Adapun selain mereka yang tidak menjaga kehormatan mereka, maka haram untuk dinikahi baik mereka seorang muslimah atau wanita ahli kitab sampai mereka bertaubat terlebih dahulu.
Syeikh Abdurrahman as Sa’di –rahimahullah- berkata: “Adapun para wanita nakal yang tidak menjaga kehormatannya dari perbuatan zina, maka tidak boleh menikahi mereka, baik yang beragama Islam atau termasuk wanita ahli kitab sampai mereka bertaubat, berdasarkan firman Allah Ta’ala:
“Laki-laki yang berzina tidak mengawini melainkan perempuan yang berzina, atau perempuan yang musyrik”. (QS. An Nuur: 3)
(Tafsir Syeikh as Sa’di: 221).
Atas dasar itulah, maka tidak dihalalkan untuk menikahi wanita yang disebutkan dalam pertanyaan; karena tidak adanya syarat menjaga kehormatannya dalam dirinya.
Kedua.
Wanita yang hamil dari pernikahan maupun dari perzinaan tidak dihalalkan untuk dinikahi sampai masa iddahnya berlalu, yaitu; sampai sesudah melahirkan, berdasarkan riwayat Abu Daud (2158) dari Ruwaifi’ bin Tsabit al Anshori –radhiyallahu ‘anhu- berkata: saya telah mendengar Rasulullah –shallallahu ‘alaihi wa sallam- bersabda:
“Tidak dihalalkan bagi seseorang yang beriman kepada Allah dan hari akhir untuk menyiram airnya pada tanaman orang lain, maksudnya menggauli wanita yang hamil dari orang lain.” (Dihasankan oleh Syeikh Al Baani dalam Shahih Sunan Abu Daud)

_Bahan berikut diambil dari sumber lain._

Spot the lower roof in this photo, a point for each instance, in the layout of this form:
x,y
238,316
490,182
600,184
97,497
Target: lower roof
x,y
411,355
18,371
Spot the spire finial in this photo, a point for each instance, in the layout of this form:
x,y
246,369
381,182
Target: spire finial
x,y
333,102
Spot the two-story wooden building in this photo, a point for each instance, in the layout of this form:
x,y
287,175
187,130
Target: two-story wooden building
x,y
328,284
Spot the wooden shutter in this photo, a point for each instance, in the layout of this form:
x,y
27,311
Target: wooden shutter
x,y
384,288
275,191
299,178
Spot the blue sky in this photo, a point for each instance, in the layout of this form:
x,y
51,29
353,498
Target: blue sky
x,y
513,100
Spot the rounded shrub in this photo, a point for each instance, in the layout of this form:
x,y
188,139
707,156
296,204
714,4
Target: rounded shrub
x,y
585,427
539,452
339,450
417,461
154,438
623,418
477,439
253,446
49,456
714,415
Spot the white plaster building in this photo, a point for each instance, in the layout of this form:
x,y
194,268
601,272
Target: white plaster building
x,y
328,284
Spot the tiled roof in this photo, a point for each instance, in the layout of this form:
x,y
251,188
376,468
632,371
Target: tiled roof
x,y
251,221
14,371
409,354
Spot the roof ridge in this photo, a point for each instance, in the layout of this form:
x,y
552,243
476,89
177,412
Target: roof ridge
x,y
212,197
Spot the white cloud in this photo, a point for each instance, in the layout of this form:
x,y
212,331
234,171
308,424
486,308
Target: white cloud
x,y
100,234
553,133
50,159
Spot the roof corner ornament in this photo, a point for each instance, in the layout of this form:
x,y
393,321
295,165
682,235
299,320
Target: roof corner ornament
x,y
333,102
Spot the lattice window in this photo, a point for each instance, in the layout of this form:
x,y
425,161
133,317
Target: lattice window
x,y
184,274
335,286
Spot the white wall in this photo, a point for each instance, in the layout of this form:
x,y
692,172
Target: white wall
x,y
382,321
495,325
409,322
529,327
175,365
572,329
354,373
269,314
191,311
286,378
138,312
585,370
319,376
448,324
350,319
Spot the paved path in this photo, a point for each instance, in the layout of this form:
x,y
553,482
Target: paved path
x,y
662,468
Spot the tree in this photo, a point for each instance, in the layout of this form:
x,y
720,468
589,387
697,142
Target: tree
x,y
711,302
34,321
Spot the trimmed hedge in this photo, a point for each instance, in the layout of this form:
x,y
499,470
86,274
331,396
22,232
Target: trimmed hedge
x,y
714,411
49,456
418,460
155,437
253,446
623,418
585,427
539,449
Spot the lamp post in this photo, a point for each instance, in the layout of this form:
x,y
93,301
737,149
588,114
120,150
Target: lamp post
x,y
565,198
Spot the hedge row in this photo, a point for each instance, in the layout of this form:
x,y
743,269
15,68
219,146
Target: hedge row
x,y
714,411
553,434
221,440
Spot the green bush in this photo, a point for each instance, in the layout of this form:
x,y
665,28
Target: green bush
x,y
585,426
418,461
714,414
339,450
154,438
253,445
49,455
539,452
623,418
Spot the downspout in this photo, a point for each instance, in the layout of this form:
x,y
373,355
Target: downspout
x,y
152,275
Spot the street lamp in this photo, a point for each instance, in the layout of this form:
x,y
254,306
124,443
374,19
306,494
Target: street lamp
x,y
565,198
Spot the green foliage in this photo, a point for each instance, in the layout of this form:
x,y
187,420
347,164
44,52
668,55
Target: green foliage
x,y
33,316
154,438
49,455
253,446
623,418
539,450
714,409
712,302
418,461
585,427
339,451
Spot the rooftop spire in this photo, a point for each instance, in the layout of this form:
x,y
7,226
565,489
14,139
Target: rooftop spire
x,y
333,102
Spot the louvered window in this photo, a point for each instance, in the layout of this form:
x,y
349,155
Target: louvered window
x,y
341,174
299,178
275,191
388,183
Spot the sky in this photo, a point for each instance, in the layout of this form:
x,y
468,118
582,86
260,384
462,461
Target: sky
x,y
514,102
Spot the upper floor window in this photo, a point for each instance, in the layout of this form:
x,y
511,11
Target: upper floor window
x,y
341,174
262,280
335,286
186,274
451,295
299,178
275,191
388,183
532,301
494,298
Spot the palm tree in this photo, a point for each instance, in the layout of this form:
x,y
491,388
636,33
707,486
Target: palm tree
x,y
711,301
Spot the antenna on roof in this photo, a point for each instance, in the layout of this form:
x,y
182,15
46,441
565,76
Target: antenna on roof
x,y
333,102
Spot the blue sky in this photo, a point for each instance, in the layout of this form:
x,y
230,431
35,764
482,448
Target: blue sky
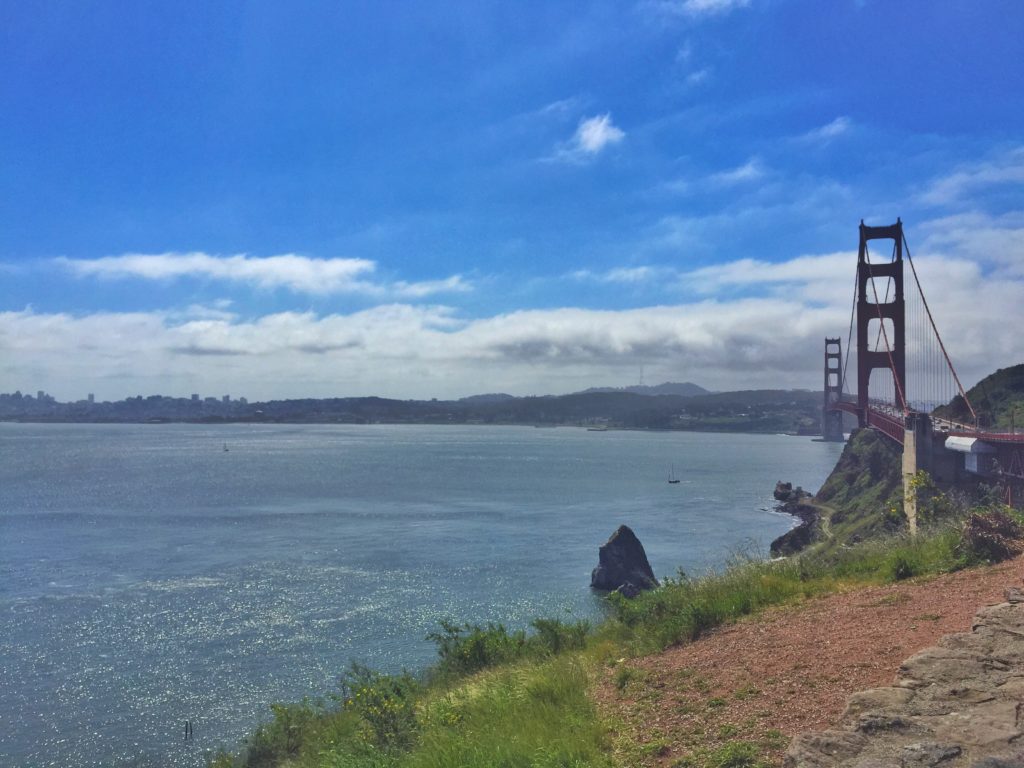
x,y
441,199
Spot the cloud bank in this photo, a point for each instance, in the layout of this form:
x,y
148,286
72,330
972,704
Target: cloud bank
x,y
744,324
290,271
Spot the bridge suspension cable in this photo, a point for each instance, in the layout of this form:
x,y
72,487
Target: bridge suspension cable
x,y
934,359
884,334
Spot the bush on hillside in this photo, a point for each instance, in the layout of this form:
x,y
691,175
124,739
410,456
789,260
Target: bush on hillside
x,y
991,537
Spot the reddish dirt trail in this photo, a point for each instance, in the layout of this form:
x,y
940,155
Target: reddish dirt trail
x,y
788,670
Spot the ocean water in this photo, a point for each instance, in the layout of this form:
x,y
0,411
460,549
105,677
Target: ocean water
x,y
150,577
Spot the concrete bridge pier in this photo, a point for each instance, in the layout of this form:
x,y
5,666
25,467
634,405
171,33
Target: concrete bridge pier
x,y
918,455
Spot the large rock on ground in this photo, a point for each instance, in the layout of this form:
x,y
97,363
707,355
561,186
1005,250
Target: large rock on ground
x,y
623,564
956,705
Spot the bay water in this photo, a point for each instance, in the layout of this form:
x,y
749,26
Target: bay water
x,y
153,574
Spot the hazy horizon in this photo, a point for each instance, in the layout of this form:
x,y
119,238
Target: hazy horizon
x,y
439,202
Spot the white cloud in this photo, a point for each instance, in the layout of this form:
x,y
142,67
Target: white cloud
x,y
592,136
595,133
623,275
695,78
825,133
1007,169
697,8
298,273
743,323
750,171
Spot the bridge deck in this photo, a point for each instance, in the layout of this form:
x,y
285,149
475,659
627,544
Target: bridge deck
x,y
892,426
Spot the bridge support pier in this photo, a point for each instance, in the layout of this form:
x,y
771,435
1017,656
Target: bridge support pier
x,y
916,456
832,419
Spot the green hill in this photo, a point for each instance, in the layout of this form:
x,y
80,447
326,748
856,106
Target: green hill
x,y
995,399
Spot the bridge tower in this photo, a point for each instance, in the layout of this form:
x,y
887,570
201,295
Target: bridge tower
x,y
872,305
832,419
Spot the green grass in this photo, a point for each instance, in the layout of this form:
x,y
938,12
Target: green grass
x,y
505,698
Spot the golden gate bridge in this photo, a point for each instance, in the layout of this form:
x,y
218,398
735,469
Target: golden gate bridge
x,y
903,372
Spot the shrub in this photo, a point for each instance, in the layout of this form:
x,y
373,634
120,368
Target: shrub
x,y
386,705
467,648
555,637
990,537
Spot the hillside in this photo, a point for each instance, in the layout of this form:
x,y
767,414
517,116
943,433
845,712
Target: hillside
x,y
995,398
754,411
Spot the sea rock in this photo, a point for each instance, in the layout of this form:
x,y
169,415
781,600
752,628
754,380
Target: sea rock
x,y
622,561
782,491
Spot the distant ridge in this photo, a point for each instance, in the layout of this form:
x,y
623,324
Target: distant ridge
x,y
488,397
683,389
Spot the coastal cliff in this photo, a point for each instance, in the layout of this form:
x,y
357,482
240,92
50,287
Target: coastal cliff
x,y
860,500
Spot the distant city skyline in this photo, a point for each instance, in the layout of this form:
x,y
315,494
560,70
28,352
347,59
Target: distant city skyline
x,y
443,200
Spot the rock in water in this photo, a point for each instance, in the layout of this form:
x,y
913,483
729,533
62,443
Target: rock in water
x,y
622,561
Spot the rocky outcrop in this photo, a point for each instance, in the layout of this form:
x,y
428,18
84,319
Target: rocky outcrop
x,y
794,501
623,565
958,705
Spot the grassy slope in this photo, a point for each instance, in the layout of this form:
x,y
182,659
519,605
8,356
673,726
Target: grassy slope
x,y
504,699
862,497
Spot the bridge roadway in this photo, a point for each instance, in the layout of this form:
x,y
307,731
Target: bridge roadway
x,y
891,423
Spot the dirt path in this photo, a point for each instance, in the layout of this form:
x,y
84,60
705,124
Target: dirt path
x,y
786,671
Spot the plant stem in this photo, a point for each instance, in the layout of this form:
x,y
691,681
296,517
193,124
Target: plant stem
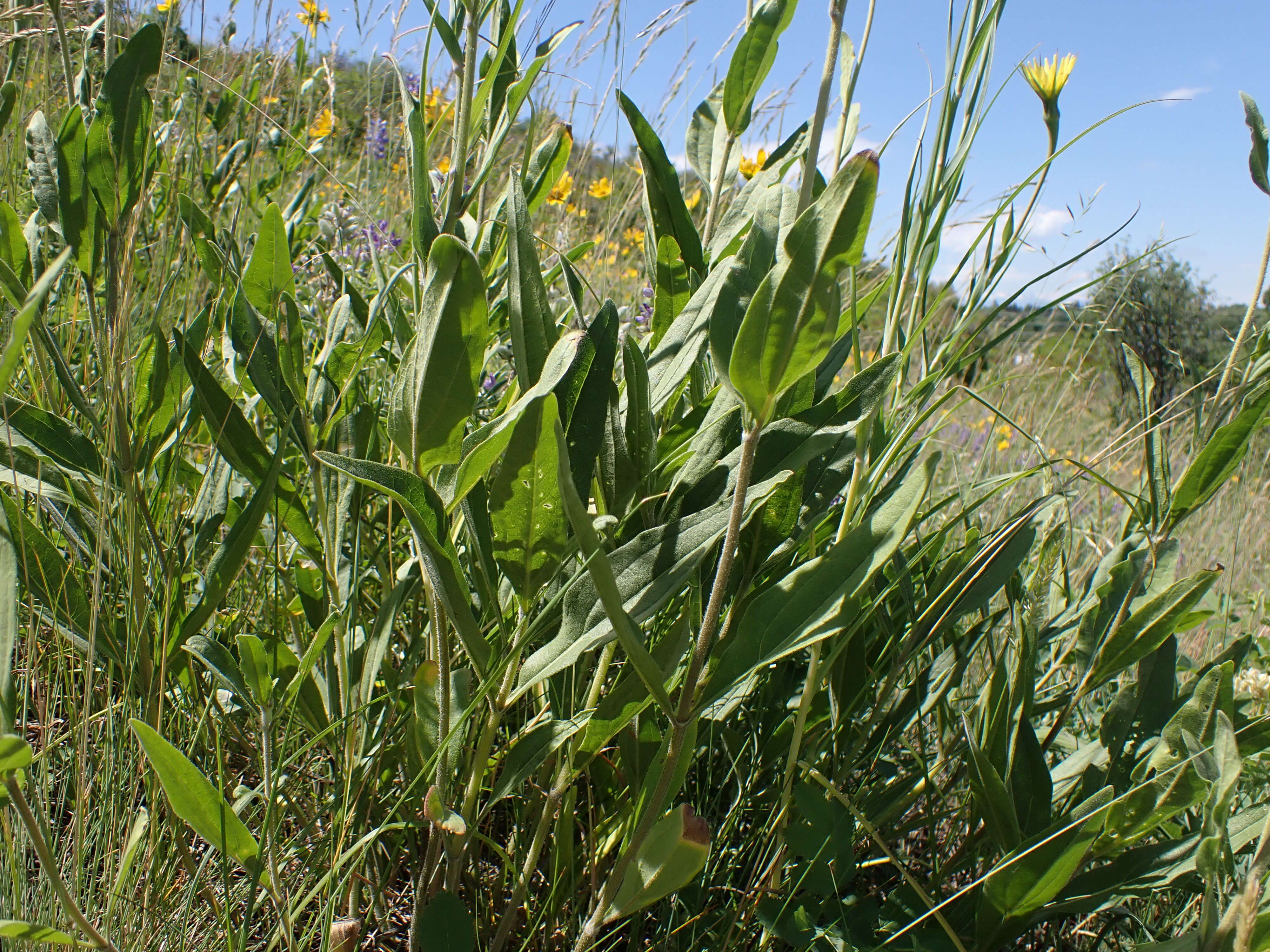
x,y
50,864
463,120
680,725
717,191
838,8
1239,340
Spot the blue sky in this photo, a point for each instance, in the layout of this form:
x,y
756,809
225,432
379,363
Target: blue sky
x,y
1182,166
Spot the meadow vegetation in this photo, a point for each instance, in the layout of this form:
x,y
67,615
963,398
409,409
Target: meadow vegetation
x,y
426,527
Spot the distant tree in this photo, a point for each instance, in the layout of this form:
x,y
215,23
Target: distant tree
x,y
1161,309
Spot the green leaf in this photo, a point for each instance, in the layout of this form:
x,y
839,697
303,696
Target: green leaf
x,y
672,855
1147,628
78,209
425,512
439,379
119,140
31,932
530,752
424,225
993,798
662,192
672,289
196,802
525,505
1259,159
793,319
586,432
446,926
1033,875
203,233
269,272
43,168
243,450
231,557
648,572
752,60
16,753
1220,458
534,332
820,598
483,447
46,574
223,667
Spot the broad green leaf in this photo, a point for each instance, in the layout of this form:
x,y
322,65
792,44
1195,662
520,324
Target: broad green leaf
x,y
752,60
1220,458
16,753
45,573
1147,628
231,557
530,752
648,572
203,233
525,503
27,315
662,192
424,225
223,667
77,206
269,272
683,343
993,798
793,319
1031,876
425,512
31,932
243,450
119,140
43,168
586,431
534,332
446,926
672,289
822,597
483,447
439,379
196,802
670,859
1259,159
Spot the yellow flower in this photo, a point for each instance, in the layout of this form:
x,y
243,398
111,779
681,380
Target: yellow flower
x,y
752,168
1048,77
561,192
323,125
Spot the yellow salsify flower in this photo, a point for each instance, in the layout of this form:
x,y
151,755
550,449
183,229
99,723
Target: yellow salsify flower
x,y
1047,78
561,192
313,16
323,125
751,168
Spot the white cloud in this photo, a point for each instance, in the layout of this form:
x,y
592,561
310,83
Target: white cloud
x,y
1183,93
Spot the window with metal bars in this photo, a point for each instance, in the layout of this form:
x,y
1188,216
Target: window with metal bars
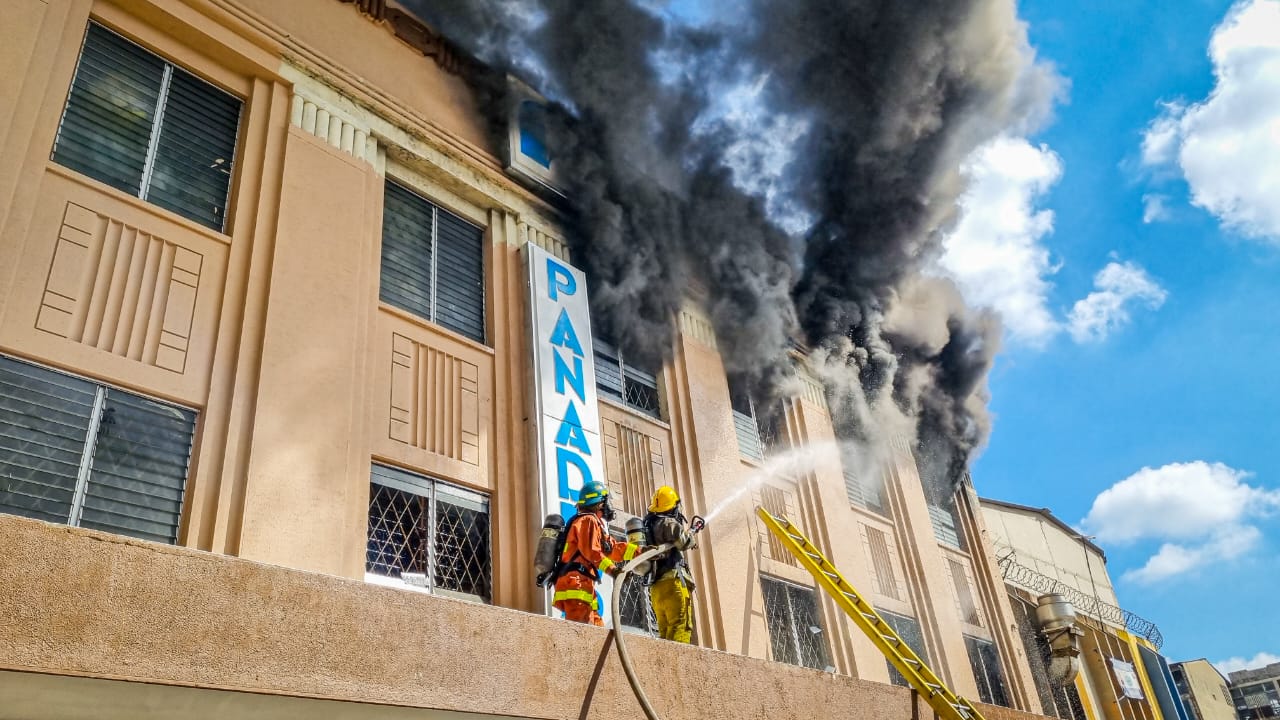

Atas dasar inilah, jika seorang wanita telah bertaubat dari perbuatan zina, maka ia menjadi terhormat kembali dan boleh menikahinya setelah masa iddahnya selesai; yaitu setelah janinnya dilahirkan, syarat untuk menikahi wanita ahli kitab sama dengan syarat menikahi wanita muslimah, yaitu; dengan persetujuan wali dan dihadiri oleh para saksi.
Apa yang telah dijelaskan sebelumnya dalam masalah ini dilihat dari sisi hukum syar’i, sedangkan dilihat dari sisi nasihat dan irsyad bahwa seorang muslim hendaknya tidak melanjutkan pernikahan seperti itu; dengan alasan bahwa wanita tersebut bisa jadi akan kembali lagi pada masa lalunya dengan melakukan perbuatan yang diharamkan, demikian juga menikah dengan wanita ahli kitab secara umum akan mempunyai dampak pada agama, akhlak, anak-anak dan suaminya, maka berpaling darinya lebih selamat dan lebih utama.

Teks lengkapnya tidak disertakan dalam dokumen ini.